There’s no getting away from the fact that this is a very westernised, and in many ways privileged, look at feminism. And I doubt it would have bothered me as much if she had acknowledged that at some point, but she doesn’t. Throughout, there are a few comparisons she makes, such as some comments on feminism and racial equality, and childbirth giving women ‘a gigantic set of balls’, and there are several instances where slurs are used, and these just did not sit right with me. I don’t believe any of these come from a bad place, but that’s kind of beside the point.

She has strong, well formed and wittily explored opinions, but I find I do not always agree with her.

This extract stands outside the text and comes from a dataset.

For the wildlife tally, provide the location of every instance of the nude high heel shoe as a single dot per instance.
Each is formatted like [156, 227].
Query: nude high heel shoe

That’s not to say I didn’t sometimes find myself nodding along whilst reading some parts and finding myself in total agreement. There were some genuine ‘lol’ moments, and I think she would be a hoot to have a conversation with.

I love that no topic is off limits for her – periods, sex, abortion, the porn industry – she would tackle any taboo. I particularly enjoyed reading the parts where she discusses being a mother. ‘I used to fear their deaths… Until I realised… I would put my hands into their ribs and take their hearts and swallow them, and give birth to them again, so that they never, ever end. I’ll do anything for those girls.’ Now I understand this is a fairly graphic, and particularly visceral way of declaring your love for your children, but I really believed it, and felt it, despite not being a mother myself. In the penultimate chapter, Caitlin talks candidly and rawly about abortion. I think it’s a very brave chapter, and probably the most necessary one in this book.

Actually, I feel that the main reason that I felt a little disconnect at times, was that aside from the basic similarities of Caitlin and I both being white women, born in England, and both considering ourselves feminist, I don’t really have much at all in common with her. Which is ok, she’s speaking from a far more experienced place than I am currently at in my life. And I’m almost certain that if I read this again in 10 years, I would be able to genuinely empathise with her, and take a lot more from it.

Caitlin Moran is definitely a woman I admire. And whilst I may not agree with every one of her opinions, I respect them. I enjoy watching her talk in videos I’ve seen online, I think she has a lot of important things to say, and I’m very happy she has a platform to say them. All in all, I’m glad I’ve read this, and I’ll definitely be reading more from her in the future!